De novo assembly of the T. dalaica genome
All next-generation data generated in this report are summarized in Table S1. To estimate sample genome size and heterozygosity, a total of 37.5 Gb short reads, covering approximately 50-fold of the estimated genome, were selected from the generated NGS genome data. These reads were then subject to 17-mer analysis. As the main peak was located at a depth of 53 (Table S2), the genome size was estimated to be 631 Mb, which was similar to the previously reported genome sizes of otherTriplophysa species, such as T. siluroides and T. tibetana, which were estimated to be 638.07 Mb (L. Yang et al., 2019) and 652 Mb (X. Yang et al., 2019), respectively. Moreover, the estimated species heterozygosity rate was approximately 0.375%.
Data used for the de novo assembly of the T. dalaica genome were generated using PacBio Sequel II. Following adaptor and low-quality read removal, nearly 200X, totaling 126.5 Gb, subreads remained, with an average read length and N50 length of 19.7 kb and 32.4 kb, respectively. Preliminary genome assembly was performed in FALCON v0.3, with ultimate genome assembly, approximately 607.91 Mb with a contig N50 size of 9.27 Mb, obtained after several polishing rounds using Arrow and Pilon. Contig N50 lengths of the formerly reported T. siluroides andT. tibetana were 2.87 Mb and 3.1 Mb, respectively (L. Yang et al., 2019; X. Yang et al., 2019). Thus, the contig N50 length ofT. dalaica was much longer than that formerly reported. This may be because we used the newest sequel II technology available; thus, throughput and subread N50 length were significantly improved from previous platforms.
The quality of the assembled genome was thoroughly scrutinized. GC analysis was conducted to assess potential contamination before sequencing. As a result, a unimodal distribution of GC content was detected, with an average GC content of 38.77% for the assembly; suggesting no bacterial contamination.

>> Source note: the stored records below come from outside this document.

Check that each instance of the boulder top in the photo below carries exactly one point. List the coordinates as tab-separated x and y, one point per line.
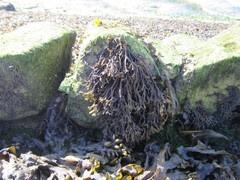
30	36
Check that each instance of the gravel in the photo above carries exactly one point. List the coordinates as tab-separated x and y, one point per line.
144	27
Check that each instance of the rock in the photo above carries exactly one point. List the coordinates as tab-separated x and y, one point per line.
7	6
172	50
95	42
33	62
213	70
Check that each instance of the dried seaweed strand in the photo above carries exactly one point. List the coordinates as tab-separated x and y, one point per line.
125	96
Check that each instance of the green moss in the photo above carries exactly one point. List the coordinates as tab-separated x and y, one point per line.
172	50
41	61
217	63
96	40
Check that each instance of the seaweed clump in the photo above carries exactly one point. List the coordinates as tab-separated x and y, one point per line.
125	97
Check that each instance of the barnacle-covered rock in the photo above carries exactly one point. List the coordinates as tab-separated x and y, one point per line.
33	62
118	83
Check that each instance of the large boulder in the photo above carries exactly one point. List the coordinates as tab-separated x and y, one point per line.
33	62
75	84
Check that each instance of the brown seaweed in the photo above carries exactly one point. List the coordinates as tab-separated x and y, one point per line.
125	96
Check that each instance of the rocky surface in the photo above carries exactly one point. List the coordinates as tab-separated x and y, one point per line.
92	46
214	69
33	61
7	6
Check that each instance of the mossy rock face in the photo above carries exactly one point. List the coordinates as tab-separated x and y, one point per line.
96	41
33	61
214	67
172	51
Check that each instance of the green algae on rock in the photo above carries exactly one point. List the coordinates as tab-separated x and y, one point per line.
33	61
215	68
173	49
209	83
96	41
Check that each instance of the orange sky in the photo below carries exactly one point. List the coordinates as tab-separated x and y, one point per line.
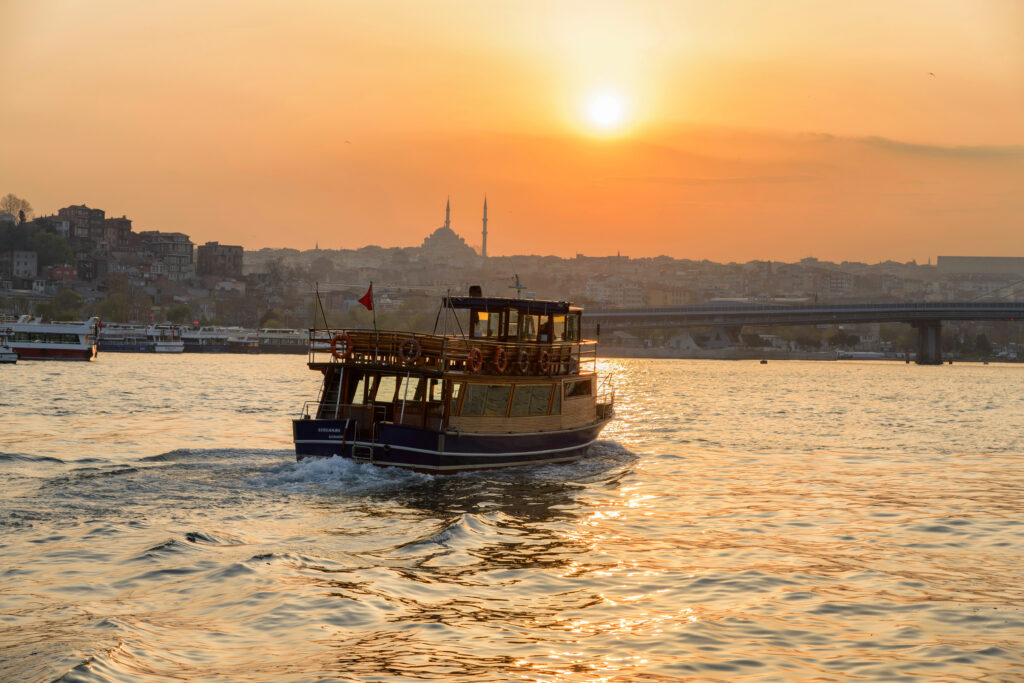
772	130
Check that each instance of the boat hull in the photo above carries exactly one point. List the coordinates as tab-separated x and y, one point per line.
433	451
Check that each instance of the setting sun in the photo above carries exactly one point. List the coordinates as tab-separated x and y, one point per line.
606	111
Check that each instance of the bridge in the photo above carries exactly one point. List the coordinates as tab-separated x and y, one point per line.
926	317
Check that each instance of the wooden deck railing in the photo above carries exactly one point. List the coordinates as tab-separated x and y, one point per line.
438	354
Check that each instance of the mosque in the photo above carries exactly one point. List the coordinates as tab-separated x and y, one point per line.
443	244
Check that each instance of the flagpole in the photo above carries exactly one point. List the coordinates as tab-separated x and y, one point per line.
373	309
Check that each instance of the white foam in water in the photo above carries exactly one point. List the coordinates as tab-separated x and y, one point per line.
337	473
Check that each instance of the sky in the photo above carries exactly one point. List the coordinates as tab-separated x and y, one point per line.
728	130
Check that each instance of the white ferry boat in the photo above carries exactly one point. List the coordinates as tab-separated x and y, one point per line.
120	337
517	385
6	353
166	339
33	339
283	341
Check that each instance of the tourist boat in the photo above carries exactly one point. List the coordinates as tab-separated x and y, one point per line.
283	341
34	340
124	338
514	385
206	339
242	341
6	353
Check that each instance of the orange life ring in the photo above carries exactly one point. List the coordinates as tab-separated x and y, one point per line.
501	359
544	363
410	349
475	359
522	361
343	337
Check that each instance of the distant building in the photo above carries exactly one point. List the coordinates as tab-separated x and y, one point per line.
981	265
172	254
217	259
64	272
444	245
22	264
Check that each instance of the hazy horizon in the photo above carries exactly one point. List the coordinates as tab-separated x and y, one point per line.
726	131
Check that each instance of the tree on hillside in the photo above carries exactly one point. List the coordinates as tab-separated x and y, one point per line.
13	205
179	313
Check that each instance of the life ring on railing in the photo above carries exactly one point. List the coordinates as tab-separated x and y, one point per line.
475	359
346	340
410	350
522	361
544	363
501	359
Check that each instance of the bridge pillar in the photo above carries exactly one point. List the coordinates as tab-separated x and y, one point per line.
929	342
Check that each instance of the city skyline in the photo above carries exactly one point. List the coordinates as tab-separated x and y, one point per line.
864	134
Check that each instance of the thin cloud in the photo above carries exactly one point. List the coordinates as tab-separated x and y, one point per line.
722	181
962	152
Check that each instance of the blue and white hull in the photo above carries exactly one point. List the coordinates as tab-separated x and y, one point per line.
433	451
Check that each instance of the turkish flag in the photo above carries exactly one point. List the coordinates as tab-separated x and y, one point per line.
368	298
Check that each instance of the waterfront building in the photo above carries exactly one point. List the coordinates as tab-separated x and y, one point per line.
981	265
171	252
85	224
216	259
22	264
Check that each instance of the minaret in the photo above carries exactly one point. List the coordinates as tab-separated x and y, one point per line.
483	250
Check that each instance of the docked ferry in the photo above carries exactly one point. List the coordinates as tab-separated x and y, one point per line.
514	385
34	340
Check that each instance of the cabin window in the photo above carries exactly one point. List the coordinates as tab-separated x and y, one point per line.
528	326
482	399
581	388
572	328
410	388
485	325
554	329
357	390
530	399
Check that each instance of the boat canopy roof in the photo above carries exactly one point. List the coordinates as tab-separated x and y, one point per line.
529	306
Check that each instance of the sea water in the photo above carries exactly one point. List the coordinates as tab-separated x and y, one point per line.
788	521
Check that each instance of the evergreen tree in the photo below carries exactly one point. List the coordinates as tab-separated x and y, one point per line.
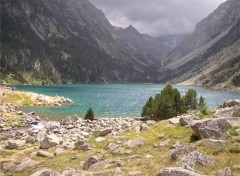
190	99
89	115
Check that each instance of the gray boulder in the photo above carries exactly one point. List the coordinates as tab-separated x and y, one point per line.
195	158
224	172
26	163
14	144
211	128
49	141
135	143
45	172
182	151
177	171
89	162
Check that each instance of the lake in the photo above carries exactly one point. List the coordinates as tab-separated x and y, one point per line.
112	100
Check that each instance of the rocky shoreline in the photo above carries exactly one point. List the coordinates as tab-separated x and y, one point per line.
121	146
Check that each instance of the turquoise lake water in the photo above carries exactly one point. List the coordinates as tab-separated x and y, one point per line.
112	100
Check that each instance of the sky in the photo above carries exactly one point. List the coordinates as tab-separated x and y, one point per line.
157	17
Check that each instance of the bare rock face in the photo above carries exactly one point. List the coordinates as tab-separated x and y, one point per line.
177	171
45	172
14	144
50	141
135	143
195	158
211	128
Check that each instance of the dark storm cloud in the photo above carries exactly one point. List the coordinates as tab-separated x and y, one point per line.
157	17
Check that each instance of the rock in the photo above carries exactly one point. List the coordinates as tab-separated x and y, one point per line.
135	143
174	120
182	151
89	162
26	163
104	132
144	127
224	172
49	141
14	144
45	172
164	143
195	158
188	119
211	128
81	145
118	151
231	103
133	173
112	146
42	153
214	142
100	139
177	171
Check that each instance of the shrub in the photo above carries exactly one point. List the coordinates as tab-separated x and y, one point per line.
89	115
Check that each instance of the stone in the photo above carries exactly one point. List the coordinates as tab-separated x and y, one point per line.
182	151
174	120
89	162
49	141
26	163
43	153
100	139
211	128
165	143
82	145
112	146
14	144
188	119
214	142
224	172
104	132
177	171
135	143
144	127
195	158
231	103
45	172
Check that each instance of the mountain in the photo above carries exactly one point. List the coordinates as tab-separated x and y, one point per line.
172	41
144	43
68	41
211	55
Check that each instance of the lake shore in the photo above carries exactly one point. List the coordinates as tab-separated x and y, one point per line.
30	145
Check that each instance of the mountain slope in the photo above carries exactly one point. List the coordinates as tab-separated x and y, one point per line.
67	41
212	51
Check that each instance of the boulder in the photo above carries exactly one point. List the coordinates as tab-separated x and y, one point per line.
231	103
211	128
82	145
14	144
182	151
195	158
45	172
89	162
188	119
26	163
49	141
224	172
144	127
177	171
43	153
135	143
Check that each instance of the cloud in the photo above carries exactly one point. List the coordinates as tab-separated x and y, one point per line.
157	17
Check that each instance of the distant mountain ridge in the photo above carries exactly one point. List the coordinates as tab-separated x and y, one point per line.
68	41
211	55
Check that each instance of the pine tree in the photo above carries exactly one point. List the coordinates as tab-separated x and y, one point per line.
89	115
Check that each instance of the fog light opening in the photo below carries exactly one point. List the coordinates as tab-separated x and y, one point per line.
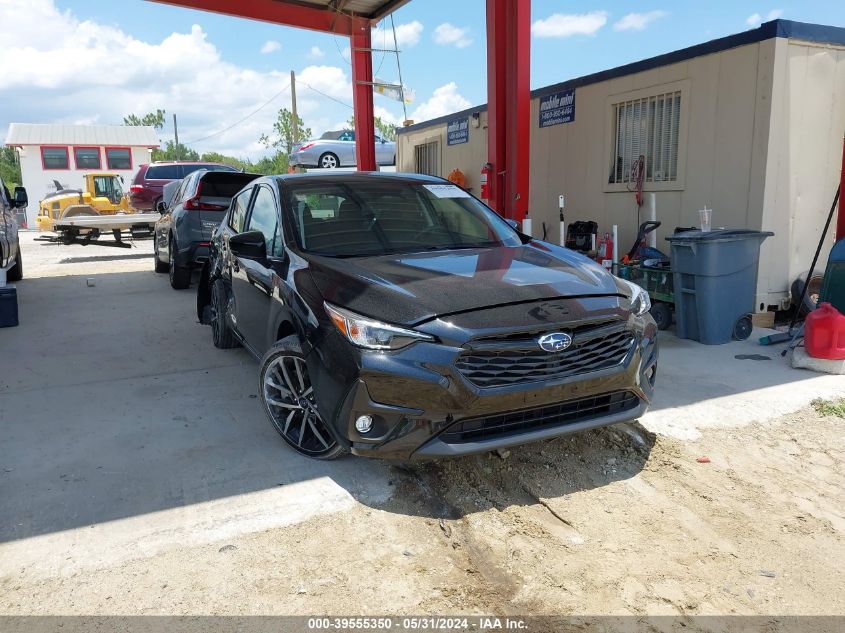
650	374
363	424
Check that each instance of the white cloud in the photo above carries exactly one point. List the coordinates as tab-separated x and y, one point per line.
638	21
270	46
183	73
329	80
567	25
407	34
755	19
447	34
445	100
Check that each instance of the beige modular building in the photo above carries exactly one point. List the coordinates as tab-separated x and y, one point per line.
750	125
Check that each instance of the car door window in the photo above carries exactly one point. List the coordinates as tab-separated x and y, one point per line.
237	217
265	218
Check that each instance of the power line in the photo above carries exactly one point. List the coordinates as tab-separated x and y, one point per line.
236	123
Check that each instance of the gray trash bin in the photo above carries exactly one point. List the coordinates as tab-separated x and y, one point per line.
715	275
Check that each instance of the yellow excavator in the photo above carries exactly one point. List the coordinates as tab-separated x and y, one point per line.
102	195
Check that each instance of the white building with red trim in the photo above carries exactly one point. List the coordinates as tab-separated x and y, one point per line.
51	154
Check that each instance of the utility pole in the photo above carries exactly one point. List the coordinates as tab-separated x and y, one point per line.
176	134
293	107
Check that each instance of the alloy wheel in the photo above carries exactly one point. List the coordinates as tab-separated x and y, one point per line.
289	399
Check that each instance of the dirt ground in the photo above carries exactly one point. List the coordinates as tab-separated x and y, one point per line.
614	521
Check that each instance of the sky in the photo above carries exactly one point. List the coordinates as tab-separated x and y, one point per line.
94	61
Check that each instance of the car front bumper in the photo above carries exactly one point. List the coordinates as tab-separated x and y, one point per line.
423	407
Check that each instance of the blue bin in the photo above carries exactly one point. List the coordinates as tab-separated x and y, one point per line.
715	278
833	288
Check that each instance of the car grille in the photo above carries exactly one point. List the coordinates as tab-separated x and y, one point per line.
508	364
549	416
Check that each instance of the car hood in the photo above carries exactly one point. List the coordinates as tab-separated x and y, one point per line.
413	288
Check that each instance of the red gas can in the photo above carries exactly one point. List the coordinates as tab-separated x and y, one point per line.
824	333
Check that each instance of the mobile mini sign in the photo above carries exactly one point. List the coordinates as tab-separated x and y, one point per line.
557	108
457	131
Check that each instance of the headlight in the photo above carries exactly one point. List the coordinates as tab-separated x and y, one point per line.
640	301
370	334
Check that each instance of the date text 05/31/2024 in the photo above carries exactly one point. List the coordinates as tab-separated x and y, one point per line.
429	623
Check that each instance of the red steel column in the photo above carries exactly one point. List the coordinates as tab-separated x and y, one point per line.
362	94
509	104
840	220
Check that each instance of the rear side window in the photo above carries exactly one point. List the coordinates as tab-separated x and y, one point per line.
163	172
223	184
238	213
265	218
188	169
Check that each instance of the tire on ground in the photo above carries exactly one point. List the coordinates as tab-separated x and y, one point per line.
221	332
290	346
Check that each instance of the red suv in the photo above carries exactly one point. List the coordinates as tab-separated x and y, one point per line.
146	187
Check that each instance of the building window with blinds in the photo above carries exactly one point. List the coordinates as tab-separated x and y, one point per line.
647	128
427	158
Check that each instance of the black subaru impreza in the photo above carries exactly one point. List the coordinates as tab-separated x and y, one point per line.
397	316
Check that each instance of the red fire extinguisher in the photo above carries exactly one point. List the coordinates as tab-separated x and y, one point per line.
604	255
486	172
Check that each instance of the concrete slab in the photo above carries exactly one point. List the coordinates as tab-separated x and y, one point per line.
802	360
707	386
124	431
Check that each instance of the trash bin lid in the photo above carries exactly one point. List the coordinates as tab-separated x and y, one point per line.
719	235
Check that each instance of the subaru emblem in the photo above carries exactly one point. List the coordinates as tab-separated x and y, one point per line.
555	342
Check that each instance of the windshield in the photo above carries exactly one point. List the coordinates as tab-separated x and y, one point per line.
379	218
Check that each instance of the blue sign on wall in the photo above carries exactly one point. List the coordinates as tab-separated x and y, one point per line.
457	131
557	108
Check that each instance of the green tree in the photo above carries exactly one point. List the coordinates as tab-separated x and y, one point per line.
154	119
10	168
216	157
282	136
270	165
385	130
171	152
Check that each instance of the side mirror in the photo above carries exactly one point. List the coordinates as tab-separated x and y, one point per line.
21	199
249	245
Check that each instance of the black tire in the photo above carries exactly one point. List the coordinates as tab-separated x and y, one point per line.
813	290
180	276
160	266
329	161
743	327
221	332
15	273
288	401
662	315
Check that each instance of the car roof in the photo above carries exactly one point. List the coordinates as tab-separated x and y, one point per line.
358	177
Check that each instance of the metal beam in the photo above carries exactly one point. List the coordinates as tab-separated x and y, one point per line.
509	104
362	94
287	13
840	220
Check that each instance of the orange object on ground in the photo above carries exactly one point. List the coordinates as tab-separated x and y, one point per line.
457	176
824	333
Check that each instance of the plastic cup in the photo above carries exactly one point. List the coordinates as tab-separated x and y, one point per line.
705	216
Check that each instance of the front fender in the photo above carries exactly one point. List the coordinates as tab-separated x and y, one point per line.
204	295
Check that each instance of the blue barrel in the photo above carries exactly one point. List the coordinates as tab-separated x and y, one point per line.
833	287
715	278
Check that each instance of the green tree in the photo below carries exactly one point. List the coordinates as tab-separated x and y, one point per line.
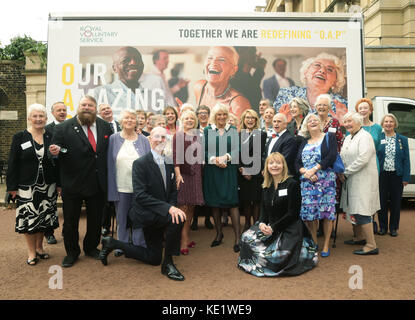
19	45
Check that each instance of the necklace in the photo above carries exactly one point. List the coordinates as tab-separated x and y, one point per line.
223	93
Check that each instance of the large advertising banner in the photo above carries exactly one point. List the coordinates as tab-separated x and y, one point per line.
150	63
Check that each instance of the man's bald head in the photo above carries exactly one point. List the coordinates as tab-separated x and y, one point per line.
128	64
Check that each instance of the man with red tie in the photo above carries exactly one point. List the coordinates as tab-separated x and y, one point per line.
80	145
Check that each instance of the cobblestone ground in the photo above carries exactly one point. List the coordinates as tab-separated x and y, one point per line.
211	273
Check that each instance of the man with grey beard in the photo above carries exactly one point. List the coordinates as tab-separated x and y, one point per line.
80	146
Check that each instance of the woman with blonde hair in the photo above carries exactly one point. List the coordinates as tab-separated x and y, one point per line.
124	148
31	179
279	244
252	142
316	156
220	177
188	161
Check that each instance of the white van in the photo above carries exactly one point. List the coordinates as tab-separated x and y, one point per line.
404	111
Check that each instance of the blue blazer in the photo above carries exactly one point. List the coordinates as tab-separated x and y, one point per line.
402	161
328	154
142	146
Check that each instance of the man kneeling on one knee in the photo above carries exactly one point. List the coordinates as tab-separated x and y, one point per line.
153	209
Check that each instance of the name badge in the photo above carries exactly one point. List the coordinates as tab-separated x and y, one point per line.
26	145
282	193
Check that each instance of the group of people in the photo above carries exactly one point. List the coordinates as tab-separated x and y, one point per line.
290	167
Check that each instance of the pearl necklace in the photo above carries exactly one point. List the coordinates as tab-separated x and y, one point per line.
223	93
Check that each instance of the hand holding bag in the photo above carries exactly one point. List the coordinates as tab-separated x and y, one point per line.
338	165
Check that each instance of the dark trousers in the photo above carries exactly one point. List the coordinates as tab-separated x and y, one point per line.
72	205
154	240
390	189
107	213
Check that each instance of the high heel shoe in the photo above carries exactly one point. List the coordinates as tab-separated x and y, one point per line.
184	252
32	262
43	256
191	244
325	254
217	242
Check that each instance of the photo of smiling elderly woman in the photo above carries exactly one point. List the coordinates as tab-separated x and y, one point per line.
324	73
221	64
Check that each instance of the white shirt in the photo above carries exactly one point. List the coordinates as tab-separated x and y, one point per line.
283	82
124	166
93	128
114	125
274	140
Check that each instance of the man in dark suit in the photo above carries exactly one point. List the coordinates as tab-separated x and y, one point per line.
105	112
80	145
153	209
282	141
272	85
59	112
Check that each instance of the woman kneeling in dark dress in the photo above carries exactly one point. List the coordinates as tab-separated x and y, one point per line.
279	244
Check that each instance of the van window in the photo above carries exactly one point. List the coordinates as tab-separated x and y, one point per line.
405	113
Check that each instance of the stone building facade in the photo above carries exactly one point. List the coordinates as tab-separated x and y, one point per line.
12	103
389	37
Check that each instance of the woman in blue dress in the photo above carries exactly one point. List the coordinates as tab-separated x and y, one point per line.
279	244
315	159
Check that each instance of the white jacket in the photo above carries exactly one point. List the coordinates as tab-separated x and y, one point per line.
360	192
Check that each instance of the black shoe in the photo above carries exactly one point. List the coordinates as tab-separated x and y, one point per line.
118	253
106	250
382	232
208	224
354	242
69	261
93	254
51	239
194	226
366	253
375	227
217	242
169	269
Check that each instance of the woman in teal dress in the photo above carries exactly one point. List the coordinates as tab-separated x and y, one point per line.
364	107
220	182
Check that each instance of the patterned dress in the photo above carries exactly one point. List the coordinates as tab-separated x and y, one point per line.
329	127
190	163
318	198
36	204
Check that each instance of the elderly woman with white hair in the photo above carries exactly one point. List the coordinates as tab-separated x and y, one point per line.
360	193
315	160
221	64
324	73
124	148
220	177
299	109
395	173
188	161
31	179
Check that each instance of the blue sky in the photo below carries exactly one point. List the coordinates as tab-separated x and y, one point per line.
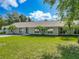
27	7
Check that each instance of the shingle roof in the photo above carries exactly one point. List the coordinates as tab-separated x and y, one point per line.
35	24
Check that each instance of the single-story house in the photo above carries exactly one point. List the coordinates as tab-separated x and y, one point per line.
54	28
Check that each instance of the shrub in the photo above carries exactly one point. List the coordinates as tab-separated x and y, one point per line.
69	51
2	32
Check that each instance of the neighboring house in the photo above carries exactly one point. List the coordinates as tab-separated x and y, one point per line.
54	27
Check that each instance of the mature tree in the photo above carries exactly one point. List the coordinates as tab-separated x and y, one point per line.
12	28
67	9
41	29
23	18
1	22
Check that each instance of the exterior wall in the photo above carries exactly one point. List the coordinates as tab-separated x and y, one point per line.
31	31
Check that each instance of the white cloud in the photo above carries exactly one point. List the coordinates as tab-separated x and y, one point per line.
22	1
40	15
7	4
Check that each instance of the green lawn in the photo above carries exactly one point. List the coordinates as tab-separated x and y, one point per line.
30	47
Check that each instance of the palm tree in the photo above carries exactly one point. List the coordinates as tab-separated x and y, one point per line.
1	22
12	28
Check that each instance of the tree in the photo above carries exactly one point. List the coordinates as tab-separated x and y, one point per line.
23	18
12	28
67	9
1	22
41	29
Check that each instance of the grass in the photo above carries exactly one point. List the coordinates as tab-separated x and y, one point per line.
30	47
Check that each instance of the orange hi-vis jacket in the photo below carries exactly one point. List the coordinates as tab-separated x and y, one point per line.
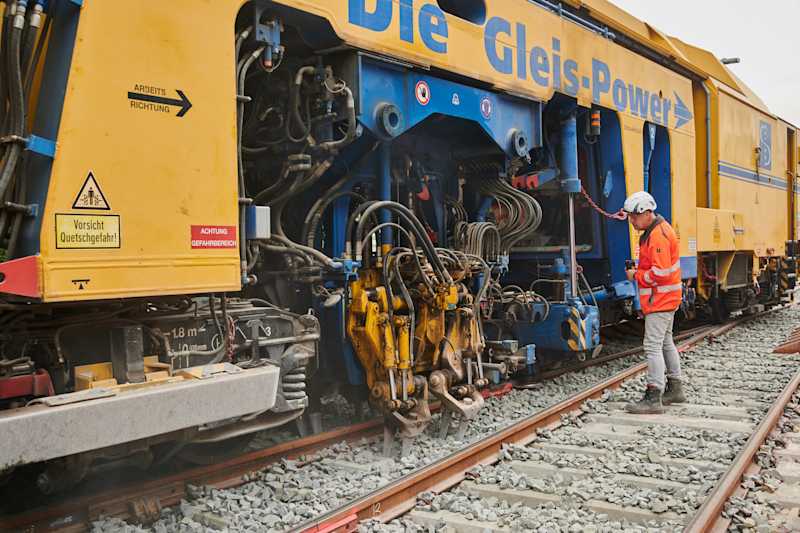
659	272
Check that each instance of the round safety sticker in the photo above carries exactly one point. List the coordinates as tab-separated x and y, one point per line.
486	107
423	93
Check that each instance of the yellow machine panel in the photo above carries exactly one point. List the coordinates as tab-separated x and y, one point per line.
143	196
752	173
719	230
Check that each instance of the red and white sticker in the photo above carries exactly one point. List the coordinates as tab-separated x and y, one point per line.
213	237
423	93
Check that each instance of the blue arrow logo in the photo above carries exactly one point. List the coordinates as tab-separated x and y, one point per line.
682	113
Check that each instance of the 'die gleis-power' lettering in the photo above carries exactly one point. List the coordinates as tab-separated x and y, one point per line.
541	65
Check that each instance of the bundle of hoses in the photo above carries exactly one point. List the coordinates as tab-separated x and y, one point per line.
21	48
521	213
481	239
409	222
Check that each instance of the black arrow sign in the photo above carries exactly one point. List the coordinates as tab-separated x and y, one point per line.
183	103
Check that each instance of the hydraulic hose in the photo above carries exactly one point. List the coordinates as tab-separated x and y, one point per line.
365	210
16	101
294	106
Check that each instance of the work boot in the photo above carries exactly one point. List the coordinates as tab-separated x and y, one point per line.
649	405
673	393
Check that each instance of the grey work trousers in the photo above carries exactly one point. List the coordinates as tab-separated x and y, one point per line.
662	355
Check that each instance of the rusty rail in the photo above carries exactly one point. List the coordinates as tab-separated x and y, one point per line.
710	512
127	502
399	497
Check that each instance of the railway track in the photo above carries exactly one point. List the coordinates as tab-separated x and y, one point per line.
144	501
586	465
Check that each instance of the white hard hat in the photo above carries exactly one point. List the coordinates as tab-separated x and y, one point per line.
639	202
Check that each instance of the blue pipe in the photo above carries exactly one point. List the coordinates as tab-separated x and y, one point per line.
385	189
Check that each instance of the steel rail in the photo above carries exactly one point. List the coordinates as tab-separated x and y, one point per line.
400	496
710	512
125	502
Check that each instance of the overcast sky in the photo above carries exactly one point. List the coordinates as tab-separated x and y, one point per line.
763	34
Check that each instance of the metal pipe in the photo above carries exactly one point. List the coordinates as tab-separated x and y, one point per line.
559	10
709	199
570	184
573	256
385	192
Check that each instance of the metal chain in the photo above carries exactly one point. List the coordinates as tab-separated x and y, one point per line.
619	215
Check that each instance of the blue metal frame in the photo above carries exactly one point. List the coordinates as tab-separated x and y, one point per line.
500	116
58	61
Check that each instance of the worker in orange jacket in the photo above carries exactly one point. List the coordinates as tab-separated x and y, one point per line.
658	277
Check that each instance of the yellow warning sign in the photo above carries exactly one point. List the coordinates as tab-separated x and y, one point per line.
90	196
87	231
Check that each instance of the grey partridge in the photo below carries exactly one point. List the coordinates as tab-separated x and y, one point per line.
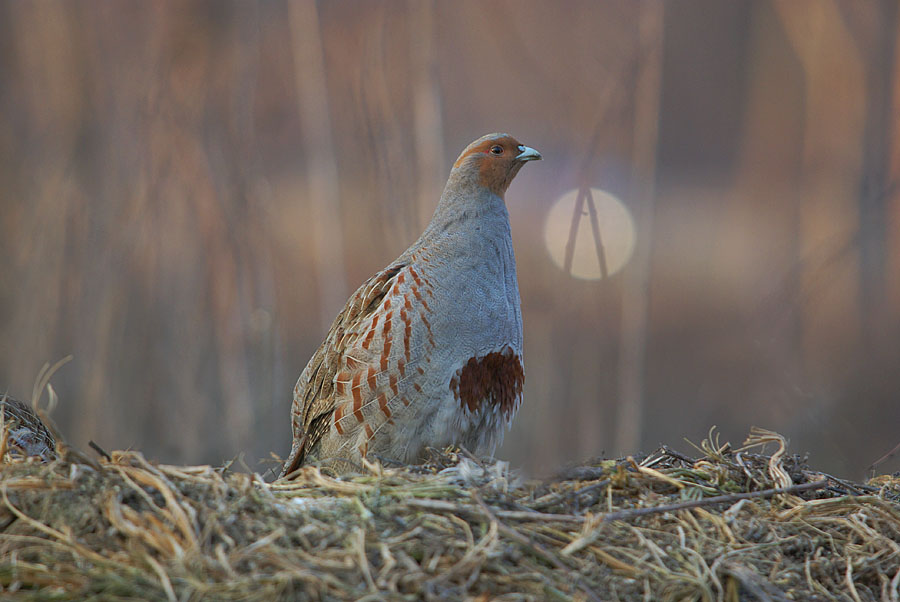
428	351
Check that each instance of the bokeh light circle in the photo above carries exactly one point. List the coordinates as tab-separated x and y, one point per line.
616	228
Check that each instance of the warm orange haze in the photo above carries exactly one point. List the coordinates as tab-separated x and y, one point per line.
189	193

To evaluate coverage of the assembly, all RNA-seq reads were mapped to the T. dalaica genome using HISAT2 (Kim, Langmead, & Salzberg, 2015), with default parameters applied. The percentage of aligned reads ranged from 84.78% to 91.08% (Table S3). Moreover, Benchmarking Universal Single-Copy Orthologs (BUSCO) (Simao, Waterhouse, Ioannidis, Kriventseva, & Zdobnov, 2015) were used to estimate the coverage of the 4,584 single-copy genes conserved among all Actinopterygii, with approximately 93.7% of the complete BUSCOs found in the assembly (Table S4). Taken together, these results suggest that the genome assembly was robust and nearly complete.